Bows are exchanged between the host and guest of honour. The guest then bows to the second guest, and raises the bowl in a gesture of respect to the host. The guest rotates the bowl to avoid drinking from its front, takes a sip, murmurs the prescribed phrase, and then takes 2 or 3 more sips before wiping the rim, rotating the bowl to its original position, and passing it to the next guest with a bow. The procedure is repeated until all guests have taken tea from the same bowl, and the bowl is returned to the host.

In some ceremonies, each guest will drink from an individual bowl, but the order of serving and drinking is the same. If thick tea (koicha) has been served, the host will sometimes prepare thin tea (usuicha) which is served in the same manner.

In some Japanese tea rituals, however, only koicha or usuicha is served. After all the guests have taken tea, the host cleans the utensils. The guest of honour will request that the host allow the guests to examine the utensils, and each guest in turn examines and admires each item, including the water scoop, the tea caddy, the tea scoop, the tea whisk, and, most importantly, the tea bowl. The items are treated with extreme care and reverence as they are frequently priceless, irreplaceable handmade antiques, and guests often use a special brocaded cloth to handle them. The host then collects the utensils, and the guests leave the tea house.

The host bows from the door, and the ceremony is over. A tea ceremony can last between 1 hour and 5 hours, depending on the type of ceremony performed, and the types of meal and tea served.


Obon temae

In Obon Temae, the host places a tea bowl, whisk, tea scoop, chakin and natsume on a special tray; these items are covered by the fukusa. Thin tea is prepared on the tray while kneeling seiza style on the floor.

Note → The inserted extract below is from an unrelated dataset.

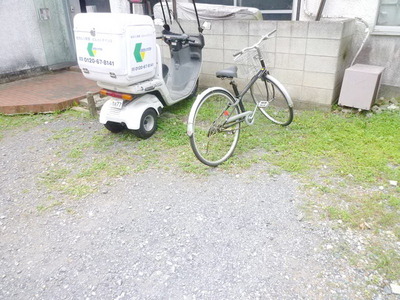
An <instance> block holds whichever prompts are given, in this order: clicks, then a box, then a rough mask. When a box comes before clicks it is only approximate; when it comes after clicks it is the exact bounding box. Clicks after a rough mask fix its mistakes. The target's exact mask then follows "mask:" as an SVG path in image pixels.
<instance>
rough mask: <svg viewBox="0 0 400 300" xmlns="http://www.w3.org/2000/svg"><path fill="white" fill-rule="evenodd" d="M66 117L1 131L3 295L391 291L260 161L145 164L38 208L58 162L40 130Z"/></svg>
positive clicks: (271, 294)
mask: <svg viewBox="0 0 400 300" xmlns="http://www.w3.org/2000/svg"><path fill="white" fill-rule="evenodd" d="M74 122H75V123H76V124H75V123H74ZM71 125H72V126H73V125H75V126H77V127H80V126H81V127H82V126H83V125H82V124H81V123H80V122H79V121H71V120H69V121H66V120H58V121H57V122H50V123H49V124H43V125H40V126H38V127H35V128H32V129H30V130H27V131H24V130H17V131H13V132H8V133H6V134H5V136H4V137H3V139H2V140H1V144H0V153H1V155H0V167H1V177H2V180H1V182H0V235H1V238H0V253H1V259H0V278H1V281H0V298H1V299H166V298H168V299H197V298H198V299H365V298H366V297H369V298H374V299H395V298H393V297H394V296H393V295H388V293H387V291H386V293H385V291H384V290H382V291H381V290H379V289H378V288H377V287H374V286H368V284H367V282H366V281H367V280H368V277H367V276H366V274H364V273H363V271H362V270H359V269H356V268H354V267H351V266H349V264H348V262H347V261H346V259H344V257H343V255H342V254H341V253H340V252H338V251H337V247H336V244H334V243H336V242H337V241H338V240H340V239H341V236H340V232H337V231H335V230H333V229H331V228H329V226H326V223H316V222H312V221H308V220H307V219H305V218H304V217H303V215H304V213H303V212H302V210H301V209H300V207H301V206H302V205H303V204H304V203H303V202H302V201H304V197H305V195H303V194H302V192H301V191H300V189H299V184H298V183H296V181H295V180H294V179H292V178H291V177H290V176H289V175H288V174H282V175H274V176H270V175H268V174H267V173H266V172H265V169H266V167H267V166H266V165H264V164H259V165H257V166H253V167H252V168H250V169H248V170H244V171H242V172H241V173H240V174H227V173H226V172H223V171H221V170H219V169H215V170H213V171H212V172H211V173H212V174H211V175H208V176H199V175H191V174H188V173H184V172H182V171H180V170H179V169H171V170H168V171H167V170H160V169H151V168H150V169H147V170H145V171H142V172H139V173H136V174H129V175H127V176H124V177H122V178H120V179H119V180H116V181H115V183H114V184H113V185H111V186H107V187H104V188H103V189H102V190H101V191H99V192H98V193H96V194H92V195H90V196H88V197H85V198H83V199H70V200H69V201H67V202H66V203H64V204H63V205H59V206H56V207H54V208H52V209H49V210H46V211H42V212H41V211H38V210H37V206H38V205H40V204H41V203H43V201H45V199H47V198H48V197H49V191H46V190H45V189H43V188H42V187H40V184H39V177H40V175H41V174H43V172H46V170H47V169H48V166H49V164H50V163H51V162H52V161H54V160H55V159H56V155H55V153H56V151H57V143H56V142H55V141H51V142H49V137H51V136H52V135H54V132H55V131H57V130H59V129H61V128H63V127H65V126H71ZM85 126H86V125H85ZM96 130H101V129H100V125H99V124H97V123H92V125H91V128H89V129H88V131H89V132H90V131H91V133H93V132H96ZM54 197H58V194H57V193H55V194H54Z"/></svg>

In Ryū-rei, the tea is prepared at a special table. The guests are seated either at the same table (one guest) or at a separate table. The name refers to the practice of performing the first and last bows standing at the entrance to the tea room. In Ryū-rei, there is usually an assistant, who sits behind the host and moves the hosts stool out of the way as needed for standing or sitting. The assistant, also, serves the tea and sweets to the guests.